Na een roerig levensbegin heb ik als kind de oplossing voor angst altijd gezocht in stilte en ruimte. Ik heb die oplossing niet alleen gezocht, ik heb hem ook gevonden.
Het begon met mijn neus in het gras… de geur van de grassen en kruiden, een van mijn liefste kinderherinneringen. De intens geelgelakte kleur van de dotters. En schommelen, hoog, hoger, nóg hoger. Dan voelde ik me vederlicht. Zomer, de straat is stil, het is vakantie. De lucht zindert. Ik besefte: ik leef, ik bén iemand, ik heb het onzichtbare gevoeld, gezien. Nog steeds voel ik die ontroering.
Yoga verenigt al deze kindergevoelens in zich.
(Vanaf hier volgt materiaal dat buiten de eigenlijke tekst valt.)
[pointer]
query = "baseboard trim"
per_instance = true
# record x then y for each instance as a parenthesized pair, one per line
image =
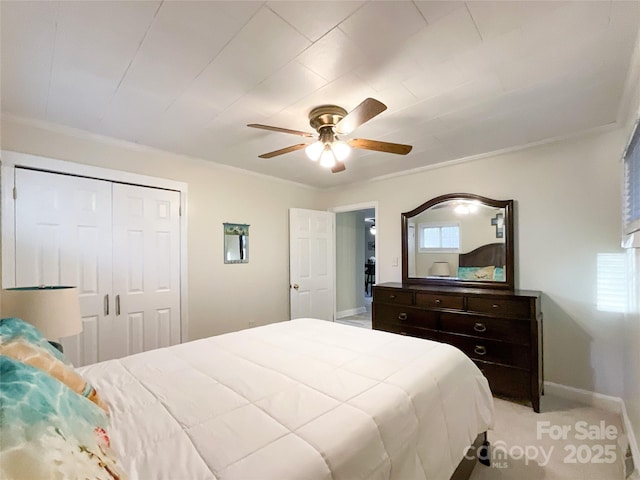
(350, 312)
(605, 402)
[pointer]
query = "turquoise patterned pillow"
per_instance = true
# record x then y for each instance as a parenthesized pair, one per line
(49, 431)
(14, 329)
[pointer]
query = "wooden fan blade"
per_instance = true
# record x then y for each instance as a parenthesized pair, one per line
(282, 151)
(364, 112)
(282, 130)
(387, 147)
(338, 167)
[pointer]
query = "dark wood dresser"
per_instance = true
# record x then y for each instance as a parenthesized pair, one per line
(500, 330)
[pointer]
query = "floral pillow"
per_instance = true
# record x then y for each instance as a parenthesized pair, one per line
(23, 342)
(48, 431)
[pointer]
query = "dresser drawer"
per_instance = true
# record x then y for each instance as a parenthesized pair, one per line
(512, 307)
(403, 315)
(490, 350)
(392, 296)
(507, 330)
(409, 330)
(506, 381)
(434, 300)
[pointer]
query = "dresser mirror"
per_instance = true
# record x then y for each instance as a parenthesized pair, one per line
(459, 239)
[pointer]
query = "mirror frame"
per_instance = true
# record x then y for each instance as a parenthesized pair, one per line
(508, 284)
(241, 231)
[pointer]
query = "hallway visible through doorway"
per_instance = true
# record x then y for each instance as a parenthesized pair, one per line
(362, 320)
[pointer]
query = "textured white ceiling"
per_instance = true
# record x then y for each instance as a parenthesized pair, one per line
(459, 78)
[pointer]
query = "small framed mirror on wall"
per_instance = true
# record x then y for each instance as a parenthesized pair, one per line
(459, 239)
(236, 243)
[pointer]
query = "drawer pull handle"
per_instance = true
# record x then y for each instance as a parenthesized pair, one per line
(480, 350)
(480, 327)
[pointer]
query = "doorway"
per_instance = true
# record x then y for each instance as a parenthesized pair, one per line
(355, 263)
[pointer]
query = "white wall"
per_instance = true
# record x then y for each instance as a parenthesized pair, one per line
(222, 297)
(567, 206)
(631, 332)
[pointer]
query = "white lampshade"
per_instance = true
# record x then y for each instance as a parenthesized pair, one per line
(440, 269)
(55, 311)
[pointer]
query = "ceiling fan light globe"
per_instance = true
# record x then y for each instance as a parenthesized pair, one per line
(314, 151)
(327, 159)
(341, 150)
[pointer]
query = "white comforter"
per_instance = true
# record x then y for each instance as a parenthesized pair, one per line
(302, 399)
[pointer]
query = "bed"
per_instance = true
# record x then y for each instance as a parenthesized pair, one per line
(486, 262)
(301, 399)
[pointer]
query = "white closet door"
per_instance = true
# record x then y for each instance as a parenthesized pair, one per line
(63, 237)
(146, 246)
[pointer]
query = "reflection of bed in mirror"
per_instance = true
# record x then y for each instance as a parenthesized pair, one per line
(486, 262)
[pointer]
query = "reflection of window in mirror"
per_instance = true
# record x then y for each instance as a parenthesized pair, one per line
(439, 237)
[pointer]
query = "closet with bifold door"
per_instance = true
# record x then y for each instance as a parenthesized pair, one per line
(118, 243)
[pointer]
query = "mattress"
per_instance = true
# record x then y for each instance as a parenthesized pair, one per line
(301, 399)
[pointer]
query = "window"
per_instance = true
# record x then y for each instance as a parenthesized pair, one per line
(631, 188)
(442, 237)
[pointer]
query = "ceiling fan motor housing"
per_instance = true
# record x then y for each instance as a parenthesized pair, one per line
(326, 116)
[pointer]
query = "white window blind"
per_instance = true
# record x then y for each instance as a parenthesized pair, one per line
(612, 282)
(631, 194)
(444, 237)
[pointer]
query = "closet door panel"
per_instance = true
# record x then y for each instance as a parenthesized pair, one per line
(63, 237)
(147, 266)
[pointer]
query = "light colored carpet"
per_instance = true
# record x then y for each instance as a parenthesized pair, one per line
(529, 446)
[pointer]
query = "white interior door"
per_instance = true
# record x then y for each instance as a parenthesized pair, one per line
(63, 237)
(146, 246)
(311, 272)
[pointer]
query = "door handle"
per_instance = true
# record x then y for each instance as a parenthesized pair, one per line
(480, 327)
(480, 350)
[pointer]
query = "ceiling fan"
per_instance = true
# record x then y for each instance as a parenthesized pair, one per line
(329, 121)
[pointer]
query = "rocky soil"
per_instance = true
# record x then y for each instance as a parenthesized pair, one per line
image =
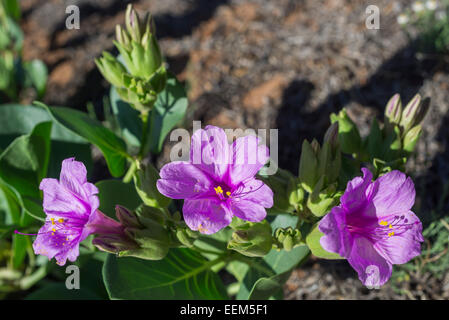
(280, 64)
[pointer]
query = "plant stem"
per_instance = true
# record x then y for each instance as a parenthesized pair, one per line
(144, 117)
(255, 265)
(129, 174)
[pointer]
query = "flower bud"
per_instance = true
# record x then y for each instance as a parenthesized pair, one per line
(320, 202)
(296, 194)
(126, 217)
(393, 110)
(111, 69)
(252, 239)
(349, 136)
(133, 24)
(414, 113)
(282, 184)
(114, 243)
(123, 37)
(145, 181)
(287, 238)
(411, 138)
(186, 236)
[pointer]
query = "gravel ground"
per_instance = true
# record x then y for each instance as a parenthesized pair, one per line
(281, 64)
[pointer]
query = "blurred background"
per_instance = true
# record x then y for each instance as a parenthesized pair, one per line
(284, 64)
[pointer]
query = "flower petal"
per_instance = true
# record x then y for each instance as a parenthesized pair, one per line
(395, 194)
(209, 151)
(247, 158)
(336, 238)
(60, 201)
(248, 210)
(372, 268)
(73, 176)
(256, 191)
(205, 215)
(403, 246)
(182, 180)
(55, 244)
(355, 196)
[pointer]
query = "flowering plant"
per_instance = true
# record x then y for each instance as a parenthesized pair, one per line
(164, 234)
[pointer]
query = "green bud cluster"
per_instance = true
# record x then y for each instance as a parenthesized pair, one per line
(284, 185)
(142, 75)
(250, 238)
(387, 146)
(319, 167)
(147, 227)
(287, 238)
(145, 179)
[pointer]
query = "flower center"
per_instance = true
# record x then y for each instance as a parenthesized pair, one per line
(223, 195)
(387, 228)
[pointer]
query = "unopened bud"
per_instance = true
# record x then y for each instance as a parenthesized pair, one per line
(126, 217)
(393, 110)
(414, 113)
(111, 69)
(411, 138)
(252, 239)
(349, 136)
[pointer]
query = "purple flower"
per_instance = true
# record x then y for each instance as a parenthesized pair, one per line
(374, 227)
(72, 212)
(218, 182)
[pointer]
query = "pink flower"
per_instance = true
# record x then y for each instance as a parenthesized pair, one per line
(72, 212)
(374, 227)
(219, 181)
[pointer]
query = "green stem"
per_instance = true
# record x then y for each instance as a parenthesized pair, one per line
(255, 265)
(143, 146)
(130, 173)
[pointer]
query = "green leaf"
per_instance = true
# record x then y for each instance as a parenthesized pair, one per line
(9, 205)
(112, 147)
(277, 262)
(20, 244)
(313, 241)
(264, 288)
(183, 274)
(128, 119)
(25, 161)
(17, 120)
(115, 192)
(168, 111)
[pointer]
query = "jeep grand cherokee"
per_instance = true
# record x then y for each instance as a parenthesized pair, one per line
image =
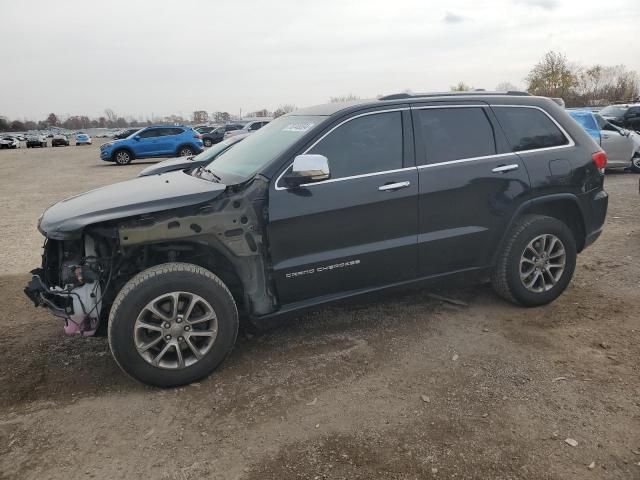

Yoga is bewegen. Mijn behoefte aan ruimte, aan schoonheid en lichtheid kan ik uitdrukken in bewegen. In een houding. Licht bewegen heeft een positieve uitwerking op de psyche. Ik heb gevonden waarnaar ik altijd heb gezocht. Ik wil mijn leven leven, mijn werk werken. Licht. Vederlicht.
Dit heb ik vertaald naar de manier waarop ik yoga doe en yogales geef: houdingen aannemen, zo moeiteloos mogelijk, zo mooi mogelijk. Dat vraagt aandacht. Aandacht om precies daar te zijn, dat moment. Voor mij is dat puur genieten, pure levensvreugde. Ik ben een gelukkig mens, ik heb mijn passie gevonden.
Is het nu altijd zomer in mijn leven? Ach….het leven biedt haar eigen programma aan. Daarin komen ook de andere seizoenen aan bod. Maar de ondergrond is dat warme, tintelende, lichte zomergevoel. Dat is een stevige basis.